Set compliance_hold = TRUE on any row that must survive retention-driven deletion. The purge function filters compliance_hold = FALSE, so held rows never get purged even if their retention window has expired. Use this for rows linked to an active investigation or legal request. Clear the flag with a targeted UPDATE once the hold is released; the row becomes eligible for the next purge cycle automatically.

3. Scheduled purge

StellaOps.Timeline.WebService.Audit.AuditRetentionPurgeService is an IHostedService registered in Program.cs. Every cycle it:

  1. Enumerates DISTINCT tenant_id values in timeline.unified_audit_events.
  2. Calls timeline.purge_expired_audit_events(tenant_id, dry_run) for each.
  3. Logs a line per classification that actually deleted rows.

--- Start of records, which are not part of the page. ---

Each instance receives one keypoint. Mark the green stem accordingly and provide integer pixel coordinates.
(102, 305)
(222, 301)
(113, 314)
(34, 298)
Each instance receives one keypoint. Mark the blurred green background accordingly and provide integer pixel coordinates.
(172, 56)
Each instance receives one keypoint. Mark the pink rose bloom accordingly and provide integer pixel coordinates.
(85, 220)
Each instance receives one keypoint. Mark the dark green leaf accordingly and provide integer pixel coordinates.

Bind the following configuration section to tune behaviour:

AuditRetentionPurge:
  Enabled: true       # master toggle, default true
  DryRun: false       # when true, counts candidates without deleting
  InitialDelay: 00:05:00   # wait 5 minutes after startup before first cycle
  Interval: 06:00:00       # 6-hour gap between cycles

Operating recommendations

  • In air-gap deployments leave defaults in place — the 6-hour cadence keeps row growth bounded without pressuring I/O.
  • When onboarding a new tenant with large historical imports, set DryRun: true for one cycle to measure candidate counts before letting the purge run hot.
  • If a migration adds a new classification value in the future, seed a platform-default row in audit_retention_policies before the next cycle; otherwise the function falls back to 365 days.

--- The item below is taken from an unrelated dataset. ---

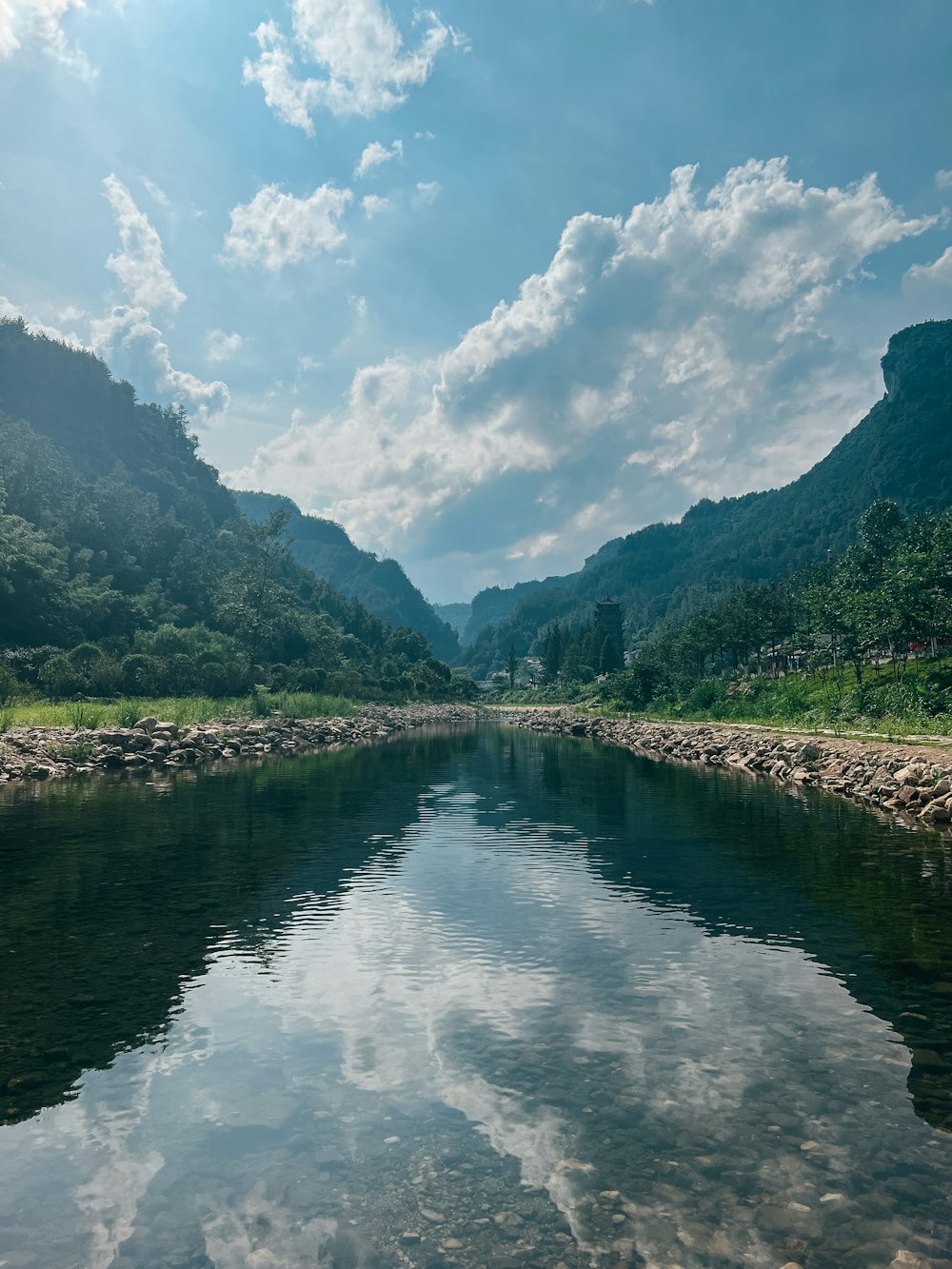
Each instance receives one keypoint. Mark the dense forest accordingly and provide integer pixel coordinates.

4. Right-to-erasure (GDPR Article 17)

Endpoint:

DELETE /api/v1/audit/actors/{actorId}/pii
  • Requires the timeline:admin scope (policy name Timeline.Admin).
  • Resolves the tenant from the x-tenant-id header or TenantId HTTP item.
  • Calls timeline.redact_actor_pii(tenant_id, actor_id) which replaces actor_email, actor_ip, actor_user_agent with [REDACTED] for every matching row. For rows classified as personal or sensitive, actor_name is also redacted. actor_id is never touched because it feeds into the content_hash that anchors each row in the tenant's hash chain.
  • Response body:
    {
      "tenantId": "acme-prod",
      "actorId": "user-123",
      "redactedCount": 42,
      "redactedAt": "2026-04-19T15:30:00+00:00"
    }
    
  • The request is idempotent: rows that already have pii_redacted_at set are skipped, so replaying the request does not return stale counts.

Chain integrity after redaction

The content hash is computed from the canonical JSON of the event at ingest time and is not recomputed during redaction. verify_unified_audit_chain continues to pass because:

  • previous_entry_hash links are unmodified.
  • content_hash values are unmodified.
  • The redacted PII fields are not part of the hash input.

Auditors can still verify that the chain has not been tampered with, even though some rows now contain [REDACTED] PII.

5. Sequence-chain gaps after purge

timeline.purge_expired_audit_events deletes rows; the remaining rows keep their original sequence_number values, so a chain verification run on the surviving sequence ranges will show gaps. This is intentional:

  • verify_unified_audit_chain(tenant_id, start_seq, end_seq) verifies contiguous ranges. For retention-aware verification, query the chain in the window [oldest_surviving_seq, MAX(seq)] (or pick a sub-range).
  • The Timeline UI's chain-verify tile should filter chain verification to the window above the oldest purge cutoff so users never see a spurious "chain break at sequence N" warning caused by routine purge.

6. Compliance checklist for operators

  • Verify AuditRetentionPurge:Enabled is true in production.
  • Confirm tenant-specific retention overrides are in place for any regulated tenant with tighter/looser needs than the platform defaults.
  • Wire alerting on the AuditRetentionPurge log scope so purge failures surface before a retention breach.
  • Document the right-to-erasure runbook: who can invoke the endpoint, what evidence to collect, and how to confirm completion.
  • Review audit_retention_policies annually alongside the data-processing record of the organisation.